Orange set for pounds 2.45bn valuation on float day

Shares in Orange, the mobile telephony company due for flotation next week, are expected to be priced at the top of the range of 175p to 205p, valuing the company at pounds 2.45bn. The final decision will be announced on Wednesday morning with dealings beginning later that day.

Demand from institutions has exceeded expectations, with applications in for eight times the number of shares available. More than 135,000 prospectuses have been sent on request to small private investors, many of them Orange customers, although no incentives are being offered to participate in the sale. The retail offer closed last night with the offer to institutions running until Monday evening.

Orange, the newest of the four mobile telephone network companies, is owned by Hutchison Whampoa of Hong Kong and British Aerospace. Following the sale of 25 per cent of the shares, Hutchison will own 50.49 per cent of Orange and BAe 22.92 per cent.

Orange refuses to say when it will be in profit, but City analysts expect it to break even next year. The proceeds from the sale are likely to be used to repay debt to shareholders.

Orange has been credited with raising public awareness of mobile telephony with pricing packages aimed at the average person rather than company executives.
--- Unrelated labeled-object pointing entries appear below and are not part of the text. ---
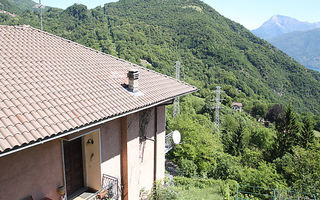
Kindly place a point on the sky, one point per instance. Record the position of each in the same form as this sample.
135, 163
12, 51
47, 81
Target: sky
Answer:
249, 13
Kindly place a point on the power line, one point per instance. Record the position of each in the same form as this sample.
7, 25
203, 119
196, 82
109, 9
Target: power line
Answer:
217, 111
40, 6
176, 104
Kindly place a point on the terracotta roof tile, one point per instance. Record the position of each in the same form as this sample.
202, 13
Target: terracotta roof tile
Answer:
49, 85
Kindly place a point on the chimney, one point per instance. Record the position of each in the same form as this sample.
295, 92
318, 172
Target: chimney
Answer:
133, 76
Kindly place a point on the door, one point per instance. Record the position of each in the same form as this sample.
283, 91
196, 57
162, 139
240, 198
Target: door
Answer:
92, 160
73, 165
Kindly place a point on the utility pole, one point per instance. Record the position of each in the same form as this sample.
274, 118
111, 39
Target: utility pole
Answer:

The company pioneered the notion of bundling a number of "free" call minutes in return for a set monthly charge. It also offers the ability to have two "lines" on one telephone so that some customers can use one for business and one for personal calls.

Orange has a tiny market share with 443,000 subscribers at the end of last month compared with almost 2.5 million for Vodafone, the leading player, and a similar number for Cellnet. However the company points out that its entire network is digital - which is where the industry's future growth lies. Vodafone now has 500,000 digital subscribers with the remainder still using the older analogue network.

The flotation received a boost earlier this year when the Government opened the way for further expansion of the mobile telephone industry by making available to all four existing operators more capacity on the airwaves. The limited spectrum available makes it increasingly unlikely that a fifth company will be licensed to compete in the mobile market place.

Unlike the other newcomer, Mercury One-2-One, Orange has been taken seriously by Vodafone and Cellnet, both of which are poised to introduce similar types of bundled tariff packages for the consumer market. However in spite of what appears to be an emerging price war, Orange denies that it will need to drop its charges in response to the challenge from the major players. Hans Snook, Orange's group managing director, said the company would not be forced into competing primarily on price rather than on "quality and value for money".

There is a view that Orange will nevertheless be forced into increasingly innovative pricing as competition continues to bite. Recently the company announced a service which allows customers with two lines on their mobile to make unlimited calls at weekends on one of the lines for 5p per minute. The low-cost deal will be in exchange for an extra monthly fee of pounds 2.50.